Diversification Opportunities for Lumia and IShares Govt
0.19 | Correlation Coefficient |
Average diversification
The 3 months correlation between Lumia and IShares is 0.19. Overlapping area represents the amount of risk that can be diversified away by holding Lumia and iShares Govt Bond in the same portfolio, assuming nothing else is changed. The correlation between historical prices or returns on iShares Govt Bond and Lumia is a relative statistical measure of the degree to which these equity instruments tend to move together. The correlation coefficient measures the extent to which returns on Lumia are associated (or correlated) with IShares Govt. Values of the correlation coefficient range from -1 to +1, where. The correlation of zero (0) is possible when the price movement of iShares Govt Bond has no effect on the direction of Lumia i.e., Lumia and IShares Govt go up and down completely randomly.
Pair Corralation between Lumia and IShares Govt
Assuming the 90 days trading horizon Lumia is expected to generate 241.25 times more return on investment than IShares Govt. However, Lumia is 241.25 times more volatile than iShares Govt Bond. It trades about 0.09 of its potential returns per unit of risk. iShares Govt Bond is currently generating about -0.01 per unit of risk. If you would invest 0.00 in Lumia on November 2, 2024 and sell it today you would earn a total of 91.00 from holding Lumia or generate 9.223372036854776E16% return on investment over 90 days.
Time Period | 3 Months [change] |
Direction | Moves Together |
Strength | Insignificant |
Accuracy | 96.26% |
Values | Daily Returns |
Lumia vs. iShares Govt Bond
Performance |
Timeline |
Lumia |
iShares Govt Bond |
Lumia and IShares Govt Volatility Contrast
Predicted Return Density |
Returns |
Pair Trading with Lumia and IShares Govt
The main advantage of trading using opposite Lumia and IShares Govt positions is that it hedges away some unsystematic risk.

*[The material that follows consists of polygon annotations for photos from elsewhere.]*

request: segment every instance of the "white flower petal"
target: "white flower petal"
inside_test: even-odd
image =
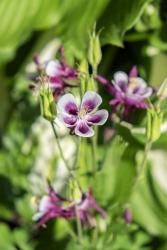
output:
[[[94,135],[94,131],[88,126],[86,121],[78,120],[75,127],[75,134],[81,137],[91,137]]]
[[[78,113],[78,107],[75,97],[70,93],[63,95],[59,99],[57,107],[60,113],[69,115],[77,115]]]
[[[98,106],[102,103],[102,98],[99,94],[94,91],[87,91],[83,96],[81,109],[86,109],[88,112],[97,109]]]
[[[58,60],[49,61],[46,65],[46,74],[50,77],[58,76],[61,64]]]

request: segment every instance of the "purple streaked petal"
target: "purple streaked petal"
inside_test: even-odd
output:
[[[131,78],[131,79],[135,79],[135,81],[137,82],[137,86],[140,86],[141,88],[147,87],[147,83],[146,83],[146,81],[144,81],[143,78],[136,77],[136,78]]]
[[[132,78],[132,77],[137,77],[138,75],[138,70],[137,70],[137,67],[136,66],[133,66],[129,72],[129,77]]]
[[[77,121],[77,116],[75,115],[60,114],[58,118],[67,128],[74,127]]]
[[[77,115],[78,113],[75,97],[70,93],[63,95],[59,99],[57,107],[60,113],[69,115]]]
[[[88,114],[85,119],[92,125],[103,125],[108,119],[108,111],[105,109],[98,110],[94,114]]]
[[[97,109],[102,103],[102,98],[99,94],[94,91],[87,91],[83,96],[81,109],[86,109],[88,112]]]
[[[94,135],[94,131],[88,126],[86,121],[78,120],[75,127],[75,134],[81,137],[91,137]]]
[[[58,76],[61,64],[58,60],[49,61],[46,65],[46,74],[50,77]]]
[[[128,75],[123,71],[118,71],[114,74],[115,84],[125,83],[128,84]]]
[[[101,75],[97,75],[95,79],[96,79],[98,82],[100,82],[103,86],[106,86],[107,84],[110,83],[106,78],[104,78],[104,77],[101,76]]]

Because of two separate transactions, even if Lumia position performs unexpectedly, IShares Govt can make up some of the losses. Pair trading also minimizes risk from directional movements in the market. For example, if an entire industry or sector drops because of unexpected headlines, the short position in IShares Govt will offset losses from the drop in IShares Govt's long position.The idea behind Lumia and iShares Govt Bond pairs trading is to make the combined position market-neutral, meaning the overall market's direction will not affect its win or loss (or potential downside or upside). This can be achieved by designing a pairs trade with two highly correlated stocks or equities that operate in a similar space or sector, making it possible to obtain profits through simple and relatively low-risk investment.IShares Govt vs. iShares Global AAA AA | IShares Govt vs. iShares Smart City | IShares Govt vs. iShares Broad High | IShares Govt vs. iShares Emerging Markets |
Check out your portfolio center.Note that this page's information should be used as a complementary analysis to find the right mix of equity instruments to add to your existing portfolios or create a brand new portfolio. You can also try the ETFs module to find actively traded Exchange Traded Funds (ETF) from around the world.